“I came to cast fire on the earth, and would that it were already kindled! I have a Baptism to be baptized with, and how great is My distress until it is accomplished! Do you think that I have come to give peace on earth? No, I tell you, but rather division. From now on in one house there will be five divided, three against two and two against three. They will be divided, father against son and son against father, mother against daughter and daughter against mother, mother-in-law against her daughter-in-law and daughter-in-law against mother-in-law.”(Luke 12:49-53 ESV)
Have you ever wondered what it felt like for Jesus, to walk the earth and do His ministry and look forward to its ending at the cross? Here is one of the rare cases where we hear Him talking about His feelings. And the main thing He seems to feel is urgency. He says, “I came to cast fire on the earth, and would that it were already kindled!” Those are the words of a man in a hurry.
Or again, He says, “I have a Baptism to be baptized with, and how great is My distress until it is accomplished!” He knows what is coming—His own suffering and death on the cross—and He’s having a hard time enduring the wait. He calls it distress, and that’s right.
Jesus is distressed, partly no doubt for human reasons—no human being likes to look forward to death in such a horrible way. And yet He is also concerned about the people He came to save—because His salvation will lead to even more trouble. Families are going to be broken up—two will believe in Jesus, while the other three won’t. Relatives will be divided on the question of Jesus. Who is He? Is He a liar? Is He a blasphemer? Is He exactly who He says He is, the Son of God, our Savior?
Jesus’ urgency came to a head on the night when He was betrayed and arrested, and put on trial for His life. By 9 o’clock the next morning He would be hanging on a cross, and by 3 p.m. He would’ve finished everything necessary to save us—and given up His spirit to God, and died. The mad rush was over. At least for Jesus!

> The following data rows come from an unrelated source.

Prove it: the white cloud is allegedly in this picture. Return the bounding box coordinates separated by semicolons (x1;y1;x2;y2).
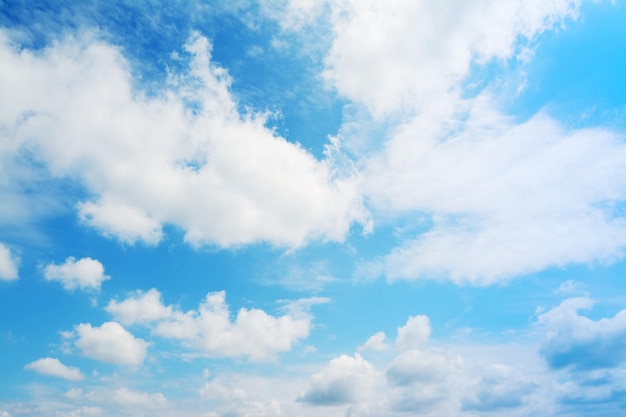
387;349;451;386
73;321;149;366
366;99;626;285
396;315;430;349
298;353;376;405
154;291;314;361
58;405;104;417
357;332;389;351
325;0;579;116
0;243;20;281
105;288;172;325
0;32;367;247
538;297;626;371
43;256;111;291
325;0;626;285
24;358;84;381
109;388;167;408
462;364;537;412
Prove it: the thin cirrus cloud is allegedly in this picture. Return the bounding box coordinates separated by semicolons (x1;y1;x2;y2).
0;32;367;247
24;358;85;381
325;0;626;285
65;321;150;367
43;256;111;291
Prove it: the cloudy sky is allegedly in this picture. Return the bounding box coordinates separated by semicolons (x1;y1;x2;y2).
0;0;626;417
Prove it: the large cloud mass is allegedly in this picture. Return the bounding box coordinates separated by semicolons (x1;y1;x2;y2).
0;32;365;246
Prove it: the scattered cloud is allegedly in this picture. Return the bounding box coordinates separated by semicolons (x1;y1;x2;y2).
24;358;84;381
0;31;367;247
462;364;537;412
43;256;111;291
298;353;376;406
357;332;389;351
538;297;626;371
71;321;149;367
154;291;314;361
358;104;626;285
105;288;172;325
0;242;20;281
324;0;579;117
396;315;430;349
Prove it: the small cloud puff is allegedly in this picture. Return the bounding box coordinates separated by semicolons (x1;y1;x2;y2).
66;321;149;367
0;243;20;281
298;353;376;405
24;358;84;381
43;256;111;291
538;297;626;371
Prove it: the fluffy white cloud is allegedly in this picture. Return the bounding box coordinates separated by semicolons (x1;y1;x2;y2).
325;0;626;285
24;358;84;381
154;291;314;361
325;0;579;115
462;364;537;412
298;353;376;405
0;243;19;281
43;256;111;291
73;321;149;366
358;100;626;285
387;349;450;386
396;315;430;349
538;297;626;371
0;32;366;246
105;288;172;325
358;332;389;350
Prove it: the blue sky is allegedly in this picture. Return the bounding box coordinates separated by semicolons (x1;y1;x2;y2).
0;0;626;417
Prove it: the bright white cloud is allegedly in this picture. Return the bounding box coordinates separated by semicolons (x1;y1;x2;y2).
105;288;172;325
298;353;376;405
43;256;111;291
24;358;84;381
0;242;20;281
325;0;626;285
462;364;537;412
366;100;626;285
73;321;149;367
154;291;314;361
538;297;626;371
324;0;579;115
387;349;450;386
396;315;430;349
0;32;366;247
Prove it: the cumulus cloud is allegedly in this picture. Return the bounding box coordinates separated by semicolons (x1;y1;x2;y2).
154;291;314;361
462;364;537;412
43;256;111;291
366;100;626;285
358;332;389;350
0;32;367;247
72;321;149;367
324;0;579;115
387;349;450;386
538;297;626;371
0;242;20;281
325;0;626;285
298;353;376;406
105;288;172;325
24;358;84;381
396;315;430;349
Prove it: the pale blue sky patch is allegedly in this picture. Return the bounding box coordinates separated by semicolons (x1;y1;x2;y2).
0;0;626;417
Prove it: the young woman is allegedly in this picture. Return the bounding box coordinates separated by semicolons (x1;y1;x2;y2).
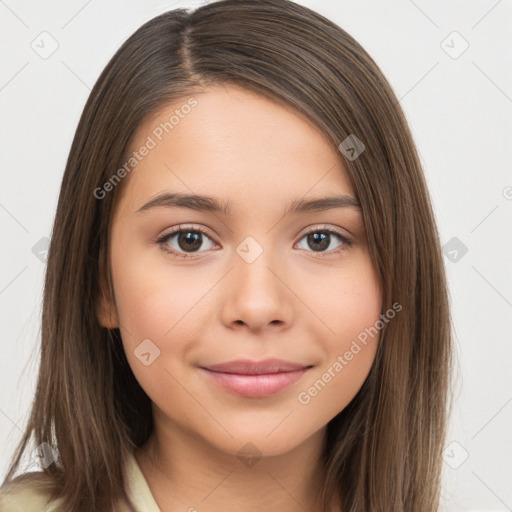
0;0;451;512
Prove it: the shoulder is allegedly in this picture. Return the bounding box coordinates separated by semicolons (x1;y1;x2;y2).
0;471;63;512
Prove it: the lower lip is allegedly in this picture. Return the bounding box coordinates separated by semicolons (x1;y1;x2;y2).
201;368;309;398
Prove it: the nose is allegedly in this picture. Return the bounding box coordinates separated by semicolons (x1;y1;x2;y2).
221;242;294;332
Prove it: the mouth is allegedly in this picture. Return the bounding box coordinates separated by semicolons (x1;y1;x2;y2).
200;359;313;398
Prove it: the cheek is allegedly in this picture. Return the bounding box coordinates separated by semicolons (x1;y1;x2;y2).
297;254;382;412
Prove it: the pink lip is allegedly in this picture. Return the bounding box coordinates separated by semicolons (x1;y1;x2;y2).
201;359;311;398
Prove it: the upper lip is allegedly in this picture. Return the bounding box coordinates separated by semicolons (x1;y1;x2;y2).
202;359;312;375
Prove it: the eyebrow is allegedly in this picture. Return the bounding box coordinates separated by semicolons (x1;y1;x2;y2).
136;193;361;216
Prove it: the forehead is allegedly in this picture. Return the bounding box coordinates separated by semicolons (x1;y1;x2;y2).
116;85;354;211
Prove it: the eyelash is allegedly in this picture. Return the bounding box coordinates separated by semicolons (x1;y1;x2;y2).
154;225;352;258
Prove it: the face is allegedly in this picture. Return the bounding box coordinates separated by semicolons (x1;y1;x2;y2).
100;86;381;455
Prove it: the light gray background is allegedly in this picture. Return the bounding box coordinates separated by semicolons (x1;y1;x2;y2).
0;0;512;511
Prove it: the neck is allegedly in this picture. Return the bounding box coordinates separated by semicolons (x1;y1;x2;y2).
135;414;340;512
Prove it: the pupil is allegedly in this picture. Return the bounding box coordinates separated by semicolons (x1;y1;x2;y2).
308;233;329;250
178;231;201;251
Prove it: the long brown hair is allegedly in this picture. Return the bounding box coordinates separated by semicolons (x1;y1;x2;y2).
4;0;452;512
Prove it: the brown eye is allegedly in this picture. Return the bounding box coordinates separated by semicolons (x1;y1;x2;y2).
300;229;352;255
157;227;214;258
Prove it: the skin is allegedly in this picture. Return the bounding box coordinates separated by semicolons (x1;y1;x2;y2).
99;85;382;512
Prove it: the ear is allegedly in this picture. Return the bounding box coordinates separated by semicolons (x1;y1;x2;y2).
96;255;119;329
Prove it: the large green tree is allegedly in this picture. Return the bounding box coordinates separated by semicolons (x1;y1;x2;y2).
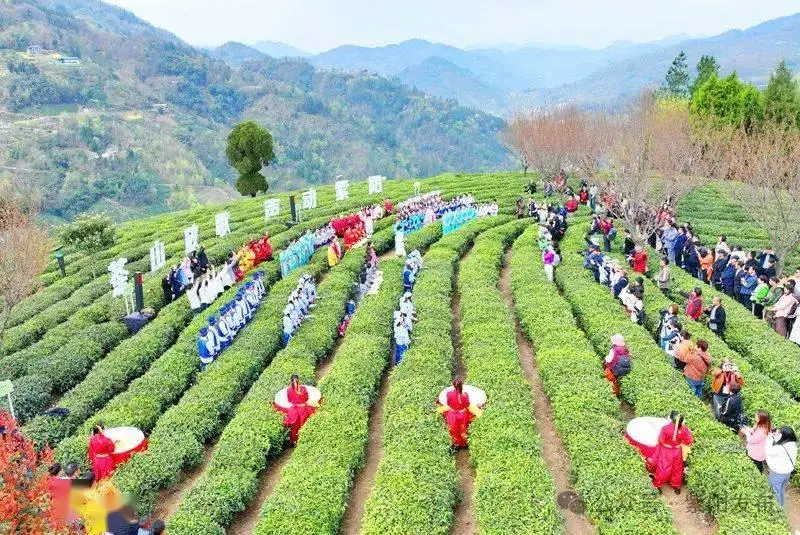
690;72;764;131
661;50;689;97
764;61;800;126
690;54;719;96
58;214;115;277
225;121;275;197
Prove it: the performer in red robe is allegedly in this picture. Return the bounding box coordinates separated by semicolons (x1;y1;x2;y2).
89;424;114;481
564;197;578;214
647;411;694;493
257;234;272;262
439;379;480;448
283;375;317;444
344;226;364;251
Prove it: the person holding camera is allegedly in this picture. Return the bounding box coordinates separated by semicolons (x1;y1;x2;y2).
704;295;727;336
741;409;772;474
764;425;797;507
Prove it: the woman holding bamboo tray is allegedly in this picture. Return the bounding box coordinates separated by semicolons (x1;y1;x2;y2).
437;379;486;448
275;375;322;444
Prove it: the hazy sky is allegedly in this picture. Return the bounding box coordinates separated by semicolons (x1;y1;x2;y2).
110;0;800;52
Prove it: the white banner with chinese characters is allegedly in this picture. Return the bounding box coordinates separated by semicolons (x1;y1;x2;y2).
367;175;385;195
264;197;281;221
303;188;317;210
334;180;350;201
214;212;231;238
108;258;129;297
150;241;167;272
183;224;200;254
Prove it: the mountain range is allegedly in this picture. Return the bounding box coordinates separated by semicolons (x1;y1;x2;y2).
0;0;512;222
260;13;800;115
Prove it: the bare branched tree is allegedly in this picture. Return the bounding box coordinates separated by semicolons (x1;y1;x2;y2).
569;112;612;180
0;188;48;354
728;124;800;272
501;112;533;175
531;107;581;180
605;94;704;243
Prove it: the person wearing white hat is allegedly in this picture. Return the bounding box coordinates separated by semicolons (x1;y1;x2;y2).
400;292;417;321
603;334;631;397
394;317;411;366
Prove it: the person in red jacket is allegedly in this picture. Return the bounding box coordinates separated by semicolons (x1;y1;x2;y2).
633;245;647;274
686;288;703;321
603;334;631;397
564;197;578;214
647;411;694;494
578;186;589;204
89;423;115;481
438;379;481;448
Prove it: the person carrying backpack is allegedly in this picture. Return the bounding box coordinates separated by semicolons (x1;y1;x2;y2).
603;334;631;397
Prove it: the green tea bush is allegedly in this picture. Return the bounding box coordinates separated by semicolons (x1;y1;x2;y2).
362;216;509;534
115;244;364;529
650;250;800;399
556;227;787;533
511;227;676;535
253;259;403;533
458;220;563;534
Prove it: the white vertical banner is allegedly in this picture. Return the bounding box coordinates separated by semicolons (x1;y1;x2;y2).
334;180;350;201
367;175;384;195
108;258;129;297
264;197;281;221
183;224;200;253
150;241;167;271
214;211;231;238
303;188;317;210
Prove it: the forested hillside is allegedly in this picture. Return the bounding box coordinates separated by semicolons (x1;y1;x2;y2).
0;0;508;222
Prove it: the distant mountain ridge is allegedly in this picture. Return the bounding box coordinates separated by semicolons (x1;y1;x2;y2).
250;41;311;58
0;0;512;221
296;13;800;115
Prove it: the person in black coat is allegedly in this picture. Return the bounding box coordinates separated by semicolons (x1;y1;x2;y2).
714;383;745;431
711;251;728;290
161;270;173;303
705;296;727;336
611;273;628;298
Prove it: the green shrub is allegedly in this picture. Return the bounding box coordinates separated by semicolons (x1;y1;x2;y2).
458;220;563;533
556;227;786;533
362;217;508;534
511;227;675;535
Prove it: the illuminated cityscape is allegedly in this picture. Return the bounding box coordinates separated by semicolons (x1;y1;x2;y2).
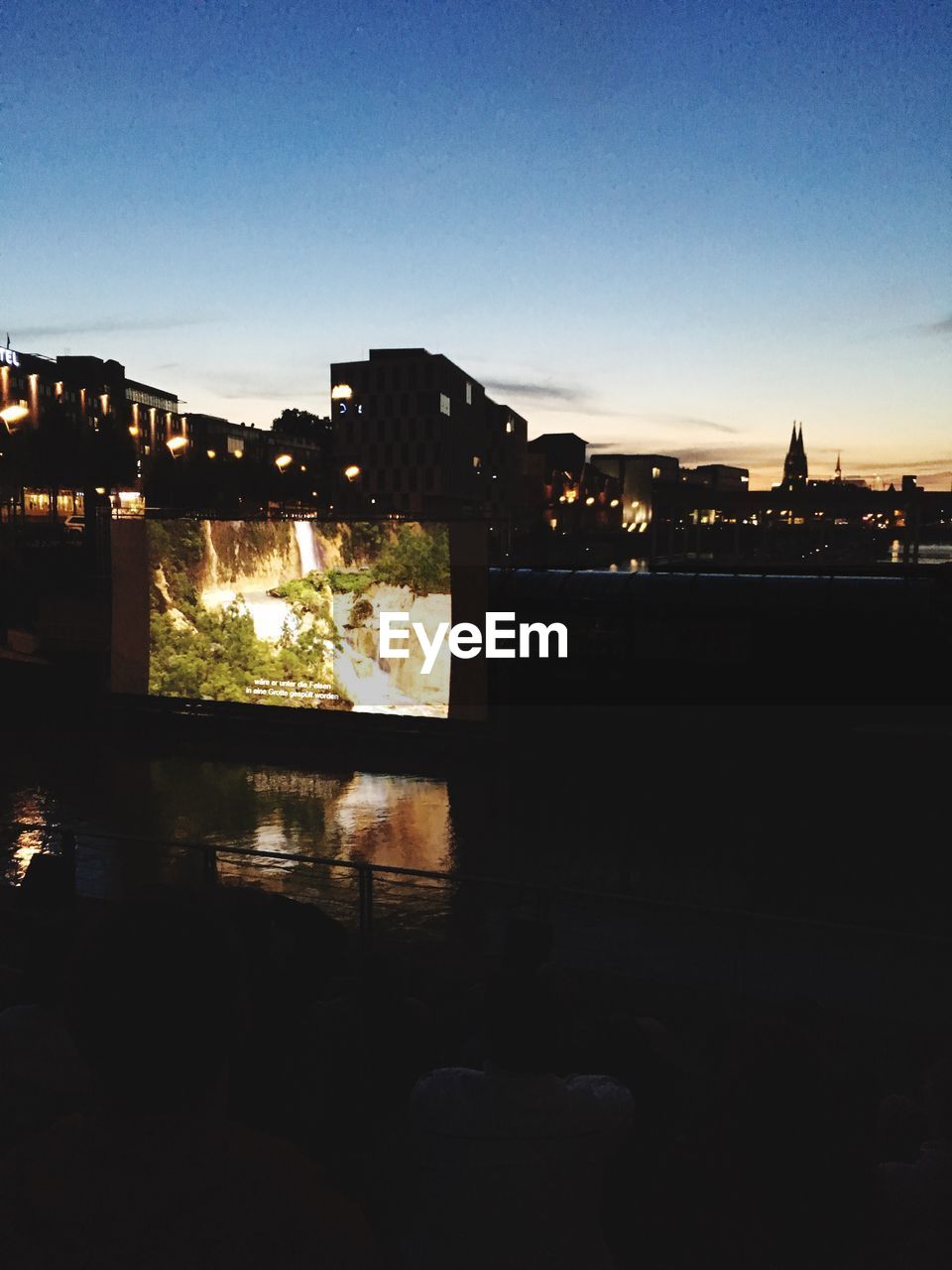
0;0;952;1270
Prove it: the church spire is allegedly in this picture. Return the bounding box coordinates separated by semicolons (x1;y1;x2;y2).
783;419;807;489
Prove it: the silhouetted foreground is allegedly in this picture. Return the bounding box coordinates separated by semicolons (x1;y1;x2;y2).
0;889;952;1270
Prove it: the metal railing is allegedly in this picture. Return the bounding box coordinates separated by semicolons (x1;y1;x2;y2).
9;821;952;1019
3;821;952;949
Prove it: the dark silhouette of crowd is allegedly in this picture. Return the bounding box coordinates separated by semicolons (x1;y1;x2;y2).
0;873;952;1270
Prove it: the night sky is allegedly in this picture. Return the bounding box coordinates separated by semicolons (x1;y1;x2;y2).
0;0;952;489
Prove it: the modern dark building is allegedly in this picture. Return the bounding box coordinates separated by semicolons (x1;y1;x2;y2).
330;348;527;527
528;432;622;535
591;453;681;531
684;463;750;491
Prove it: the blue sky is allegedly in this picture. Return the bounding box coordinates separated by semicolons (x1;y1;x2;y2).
0;0;952;489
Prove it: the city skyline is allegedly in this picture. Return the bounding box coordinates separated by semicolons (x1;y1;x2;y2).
0;0;952;489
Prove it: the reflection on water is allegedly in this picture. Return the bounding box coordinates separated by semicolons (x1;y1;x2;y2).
0;753;454;909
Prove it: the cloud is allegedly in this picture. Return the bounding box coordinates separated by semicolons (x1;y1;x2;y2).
486;380;584;401
200;375;322;401
13;318;212;340
914;314;952;335
636;414;740;436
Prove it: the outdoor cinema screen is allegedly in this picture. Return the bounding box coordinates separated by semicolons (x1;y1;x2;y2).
146;520;452;718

For the people who trusted in Him, their rush was just beginning. They had time to take a breath on Holy Saturday when Jesus rested in the tomb. But with Easter Sunday, Jesus rose from the dead and those who saw Him started running—running to tell the others, running to spread the news to everyone. They were urgent. Jesus’ urgency had passed to them.
The church is still running today, isn’t it? We are running every time someone shares their faith with friends or family. We are running when missionaries go overseas or to those in our own country who haven’t had a chance to hear about Jesus. We run with urgency, because we know that soon Jesus will come back and bring a glorious end to all our running. All the earth will be filled with the knowledge of the glory of God, and we will celebrate together in His kingdom.
Prayer: Dear Father, help us to share Jesus’ urgency as we wait for His coming. Amen.
This Daily Devotion was written by Dr. Kari Vo.
Originally published in The Lutheran Hour on August 11, 2022
Used by permission from International Lutheran Laymen’s League, all rights reserved
1. What situations in your life make you feel most urgent and distressed right now?
2. Why do you think the Prince of Peace divides families?
3. What are you looking forward to in God’s kingdom?